Beyond that, if you are on the same unswitched ethernet layer as another host (if you happen to be on the same open WiFi network, for example), an ethernet adaptor in promiscuous mode can sniff traffic to and from a host even if it does not respond directly to you.

Upvotes: 4

Jeff Busby
Jeff Busby

Reputation: 2011

You could use cURL

$url = 'yoururl';
$ch = curl_init($url);
curl_setopt($ch, CURLOPT_NOBODY, true);
curl_setopt($ch, CURLOPT_FOLLOWLOCATION, true);
curl_exec($ch);
$retcode = curl_getinfo($ch, CURLINFO_HTTP_CODE);
curl_close($ch);
if (200==$retcode) {
    // All's well
} else {
    // not so much
}

Upvotes: 1

user336242
user336242

Reputation:

For the host to be monitored at all, at least one port must be open. Is the host a web server? If so you could just open a connection to port 80, as long as it's opened successfully then at least some part of the host is working.

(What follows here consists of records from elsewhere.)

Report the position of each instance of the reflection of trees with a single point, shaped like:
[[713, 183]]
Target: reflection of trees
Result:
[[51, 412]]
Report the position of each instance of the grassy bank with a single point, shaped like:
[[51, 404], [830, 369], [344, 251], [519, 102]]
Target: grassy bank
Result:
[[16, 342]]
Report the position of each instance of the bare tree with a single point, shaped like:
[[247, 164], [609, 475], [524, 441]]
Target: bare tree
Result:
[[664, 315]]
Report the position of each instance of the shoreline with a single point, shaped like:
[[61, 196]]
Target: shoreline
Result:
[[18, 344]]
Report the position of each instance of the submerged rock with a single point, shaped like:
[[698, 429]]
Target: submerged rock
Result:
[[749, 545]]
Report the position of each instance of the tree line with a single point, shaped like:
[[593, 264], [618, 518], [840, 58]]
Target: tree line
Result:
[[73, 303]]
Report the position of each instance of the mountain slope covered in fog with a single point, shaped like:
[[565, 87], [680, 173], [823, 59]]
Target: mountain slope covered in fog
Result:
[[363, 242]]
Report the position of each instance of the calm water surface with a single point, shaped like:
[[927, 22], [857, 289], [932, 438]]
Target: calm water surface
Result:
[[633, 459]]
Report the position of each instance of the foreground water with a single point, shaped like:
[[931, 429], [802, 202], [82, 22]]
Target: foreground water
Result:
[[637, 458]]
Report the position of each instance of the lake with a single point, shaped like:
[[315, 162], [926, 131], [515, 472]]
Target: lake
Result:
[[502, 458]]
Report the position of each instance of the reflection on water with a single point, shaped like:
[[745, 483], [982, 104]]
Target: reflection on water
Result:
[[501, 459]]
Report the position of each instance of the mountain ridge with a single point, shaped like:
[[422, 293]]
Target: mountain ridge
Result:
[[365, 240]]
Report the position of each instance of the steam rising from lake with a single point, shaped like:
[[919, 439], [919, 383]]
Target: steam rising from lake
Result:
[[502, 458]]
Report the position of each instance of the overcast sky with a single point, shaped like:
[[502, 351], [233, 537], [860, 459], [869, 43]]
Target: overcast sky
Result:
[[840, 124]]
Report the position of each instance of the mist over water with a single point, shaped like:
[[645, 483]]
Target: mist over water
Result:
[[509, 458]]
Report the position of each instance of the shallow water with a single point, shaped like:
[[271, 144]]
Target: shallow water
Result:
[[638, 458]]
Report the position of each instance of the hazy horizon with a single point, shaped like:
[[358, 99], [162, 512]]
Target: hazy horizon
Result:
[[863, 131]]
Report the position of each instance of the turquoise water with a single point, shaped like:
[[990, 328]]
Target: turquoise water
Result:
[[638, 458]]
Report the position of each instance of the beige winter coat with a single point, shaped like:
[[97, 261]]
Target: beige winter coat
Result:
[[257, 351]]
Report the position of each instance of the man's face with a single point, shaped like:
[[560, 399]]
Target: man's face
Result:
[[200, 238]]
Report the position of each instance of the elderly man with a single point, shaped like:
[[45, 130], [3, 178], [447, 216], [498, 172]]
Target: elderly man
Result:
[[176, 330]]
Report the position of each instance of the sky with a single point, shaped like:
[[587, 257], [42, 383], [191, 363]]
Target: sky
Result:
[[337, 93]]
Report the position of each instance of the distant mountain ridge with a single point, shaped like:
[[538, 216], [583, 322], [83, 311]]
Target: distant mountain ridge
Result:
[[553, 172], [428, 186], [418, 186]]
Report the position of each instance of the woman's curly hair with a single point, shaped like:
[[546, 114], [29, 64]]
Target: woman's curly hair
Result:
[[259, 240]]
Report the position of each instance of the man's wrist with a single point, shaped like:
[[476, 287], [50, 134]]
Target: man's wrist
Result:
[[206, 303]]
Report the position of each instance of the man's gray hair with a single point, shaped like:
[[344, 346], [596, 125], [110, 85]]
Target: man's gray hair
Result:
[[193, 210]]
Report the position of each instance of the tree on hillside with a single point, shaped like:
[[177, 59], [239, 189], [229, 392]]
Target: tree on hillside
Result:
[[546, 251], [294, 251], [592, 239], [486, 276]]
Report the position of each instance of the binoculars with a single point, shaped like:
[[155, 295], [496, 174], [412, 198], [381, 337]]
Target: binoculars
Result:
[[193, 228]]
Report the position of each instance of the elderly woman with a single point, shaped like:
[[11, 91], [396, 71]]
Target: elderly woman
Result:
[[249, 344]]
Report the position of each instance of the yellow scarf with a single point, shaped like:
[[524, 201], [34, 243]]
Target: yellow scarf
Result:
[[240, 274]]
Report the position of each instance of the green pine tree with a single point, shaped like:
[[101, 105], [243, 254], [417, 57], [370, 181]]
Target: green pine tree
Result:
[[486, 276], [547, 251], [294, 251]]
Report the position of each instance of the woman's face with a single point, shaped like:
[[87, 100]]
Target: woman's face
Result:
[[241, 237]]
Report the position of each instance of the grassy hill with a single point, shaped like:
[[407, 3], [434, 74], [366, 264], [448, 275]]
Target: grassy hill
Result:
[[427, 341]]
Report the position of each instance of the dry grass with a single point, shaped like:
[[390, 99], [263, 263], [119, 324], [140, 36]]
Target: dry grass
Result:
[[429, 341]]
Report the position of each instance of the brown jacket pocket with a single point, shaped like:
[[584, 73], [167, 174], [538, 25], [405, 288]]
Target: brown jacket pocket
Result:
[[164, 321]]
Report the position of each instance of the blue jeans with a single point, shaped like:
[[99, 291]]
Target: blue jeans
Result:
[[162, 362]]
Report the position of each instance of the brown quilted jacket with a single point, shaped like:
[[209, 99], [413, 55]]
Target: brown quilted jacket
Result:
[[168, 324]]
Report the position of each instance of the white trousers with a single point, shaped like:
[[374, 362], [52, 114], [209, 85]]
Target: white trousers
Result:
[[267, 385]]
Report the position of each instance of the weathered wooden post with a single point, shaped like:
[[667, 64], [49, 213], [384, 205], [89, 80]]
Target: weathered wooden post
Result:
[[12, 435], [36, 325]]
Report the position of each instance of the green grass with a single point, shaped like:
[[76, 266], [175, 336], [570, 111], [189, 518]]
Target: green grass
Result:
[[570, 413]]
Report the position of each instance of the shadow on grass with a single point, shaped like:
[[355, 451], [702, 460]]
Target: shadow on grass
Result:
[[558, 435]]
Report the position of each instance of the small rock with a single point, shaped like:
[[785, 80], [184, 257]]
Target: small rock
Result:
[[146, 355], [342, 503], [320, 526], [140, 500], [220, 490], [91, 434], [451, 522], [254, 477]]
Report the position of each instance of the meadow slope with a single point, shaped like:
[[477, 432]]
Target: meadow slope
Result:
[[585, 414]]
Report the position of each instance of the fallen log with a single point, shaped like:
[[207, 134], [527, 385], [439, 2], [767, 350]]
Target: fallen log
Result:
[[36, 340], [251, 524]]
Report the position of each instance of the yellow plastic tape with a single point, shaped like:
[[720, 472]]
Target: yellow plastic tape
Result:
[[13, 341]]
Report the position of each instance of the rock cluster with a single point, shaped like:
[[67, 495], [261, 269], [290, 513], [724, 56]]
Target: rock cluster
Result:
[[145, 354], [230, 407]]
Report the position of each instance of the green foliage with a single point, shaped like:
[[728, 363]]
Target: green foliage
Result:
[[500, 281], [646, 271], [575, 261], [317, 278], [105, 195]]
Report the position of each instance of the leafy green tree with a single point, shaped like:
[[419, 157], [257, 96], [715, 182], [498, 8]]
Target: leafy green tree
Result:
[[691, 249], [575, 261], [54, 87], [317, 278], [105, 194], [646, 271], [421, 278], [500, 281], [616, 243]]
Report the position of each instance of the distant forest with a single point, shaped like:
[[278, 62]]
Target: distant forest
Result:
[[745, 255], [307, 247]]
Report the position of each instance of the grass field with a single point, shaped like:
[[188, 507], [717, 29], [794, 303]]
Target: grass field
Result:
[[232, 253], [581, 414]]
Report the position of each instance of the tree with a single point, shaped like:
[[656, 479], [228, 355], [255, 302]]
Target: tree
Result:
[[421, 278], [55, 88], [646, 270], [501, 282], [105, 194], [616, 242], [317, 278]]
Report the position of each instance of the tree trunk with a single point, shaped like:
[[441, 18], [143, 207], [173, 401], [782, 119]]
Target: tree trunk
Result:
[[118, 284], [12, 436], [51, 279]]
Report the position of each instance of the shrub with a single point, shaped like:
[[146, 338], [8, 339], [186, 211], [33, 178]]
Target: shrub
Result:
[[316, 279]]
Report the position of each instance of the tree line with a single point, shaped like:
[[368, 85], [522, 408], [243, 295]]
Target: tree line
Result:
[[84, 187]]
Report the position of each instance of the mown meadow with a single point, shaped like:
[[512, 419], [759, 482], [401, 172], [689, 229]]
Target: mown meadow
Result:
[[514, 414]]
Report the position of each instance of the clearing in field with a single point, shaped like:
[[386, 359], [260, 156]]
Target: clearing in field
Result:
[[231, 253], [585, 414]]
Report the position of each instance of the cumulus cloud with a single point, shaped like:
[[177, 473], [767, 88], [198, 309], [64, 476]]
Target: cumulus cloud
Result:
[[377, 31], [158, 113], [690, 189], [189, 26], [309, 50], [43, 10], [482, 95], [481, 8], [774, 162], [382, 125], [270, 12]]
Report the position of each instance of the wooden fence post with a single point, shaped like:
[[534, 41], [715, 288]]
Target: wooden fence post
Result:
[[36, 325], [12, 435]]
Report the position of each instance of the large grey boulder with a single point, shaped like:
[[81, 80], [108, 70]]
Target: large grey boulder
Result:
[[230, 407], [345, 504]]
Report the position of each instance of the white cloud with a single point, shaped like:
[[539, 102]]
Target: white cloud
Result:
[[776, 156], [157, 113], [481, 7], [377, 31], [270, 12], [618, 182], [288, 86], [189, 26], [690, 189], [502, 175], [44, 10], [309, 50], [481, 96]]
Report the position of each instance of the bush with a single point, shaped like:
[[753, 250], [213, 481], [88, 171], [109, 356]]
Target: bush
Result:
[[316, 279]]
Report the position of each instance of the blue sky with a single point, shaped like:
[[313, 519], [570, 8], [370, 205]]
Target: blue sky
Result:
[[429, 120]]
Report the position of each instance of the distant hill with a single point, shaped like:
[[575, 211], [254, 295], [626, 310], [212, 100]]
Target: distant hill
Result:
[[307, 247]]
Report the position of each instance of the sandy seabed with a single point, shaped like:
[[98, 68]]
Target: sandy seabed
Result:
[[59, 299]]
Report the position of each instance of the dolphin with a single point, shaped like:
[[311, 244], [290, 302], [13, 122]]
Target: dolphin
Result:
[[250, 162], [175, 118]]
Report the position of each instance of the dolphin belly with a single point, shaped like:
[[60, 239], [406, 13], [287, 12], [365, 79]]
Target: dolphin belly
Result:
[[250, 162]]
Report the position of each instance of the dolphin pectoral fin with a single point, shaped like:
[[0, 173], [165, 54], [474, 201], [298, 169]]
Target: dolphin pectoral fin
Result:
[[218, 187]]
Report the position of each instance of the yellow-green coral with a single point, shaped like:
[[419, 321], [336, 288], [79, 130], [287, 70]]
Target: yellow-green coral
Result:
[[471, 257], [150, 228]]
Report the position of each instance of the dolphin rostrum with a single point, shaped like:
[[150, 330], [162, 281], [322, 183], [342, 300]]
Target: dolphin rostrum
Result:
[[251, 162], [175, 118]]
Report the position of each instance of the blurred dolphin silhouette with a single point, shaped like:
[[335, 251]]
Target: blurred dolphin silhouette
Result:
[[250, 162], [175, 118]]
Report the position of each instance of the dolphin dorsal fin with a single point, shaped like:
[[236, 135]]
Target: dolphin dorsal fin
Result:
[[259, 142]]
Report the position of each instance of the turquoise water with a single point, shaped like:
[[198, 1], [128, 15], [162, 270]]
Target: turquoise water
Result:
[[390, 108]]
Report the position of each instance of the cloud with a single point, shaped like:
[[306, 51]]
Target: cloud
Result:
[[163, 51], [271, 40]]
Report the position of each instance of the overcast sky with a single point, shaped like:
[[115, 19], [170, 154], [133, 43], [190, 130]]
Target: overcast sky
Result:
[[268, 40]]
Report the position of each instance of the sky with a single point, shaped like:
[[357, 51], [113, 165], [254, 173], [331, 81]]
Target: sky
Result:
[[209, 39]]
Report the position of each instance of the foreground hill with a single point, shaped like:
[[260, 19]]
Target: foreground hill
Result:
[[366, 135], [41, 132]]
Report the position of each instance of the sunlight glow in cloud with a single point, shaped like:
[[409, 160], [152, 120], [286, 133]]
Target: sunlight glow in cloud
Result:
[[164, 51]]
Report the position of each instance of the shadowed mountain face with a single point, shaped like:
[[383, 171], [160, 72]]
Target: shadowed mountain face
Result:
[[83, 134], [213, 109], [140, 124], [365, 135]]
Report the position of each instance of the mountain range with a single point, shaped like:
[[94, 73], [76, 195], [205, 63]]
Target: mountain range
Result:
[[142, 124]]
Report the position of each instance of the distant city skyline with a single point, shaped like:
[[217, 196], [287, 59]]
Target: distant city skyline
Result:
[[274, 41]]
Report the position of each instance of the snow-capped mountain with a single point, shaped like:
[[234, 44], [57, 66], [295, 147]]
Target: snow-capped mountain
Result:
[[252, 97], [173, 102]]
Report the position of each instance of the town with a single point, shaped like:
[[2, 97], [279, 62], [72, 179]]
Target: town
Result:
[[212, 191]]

A better solution would be to have a script that is web accessible to just your monitor, and then you could open a connection to that, and that script would return various bits of system info.

EDIT--

How thorough do you want this test to be? [server on] -> [apache running] -> [web application working] Are all different levels of working. Just showing apache is returning something does at least show the server is on, but not that your web app is running. (I realise that you may not be running anything like this but I hope it's a useful example)

EDIT--

Would it be worth installing a lightweight http server (I mean very light weight) just for monitoring?

Failing that could you install something on the hosts that phoned home every so often to show they are up?

Upvotes: 0

buley
buley

Reputation: 29208

I typically do a simple cURL for a public page and see if it returns a 200. If you get a 500, 404, or anything besides a 200 response you know something fishy is up.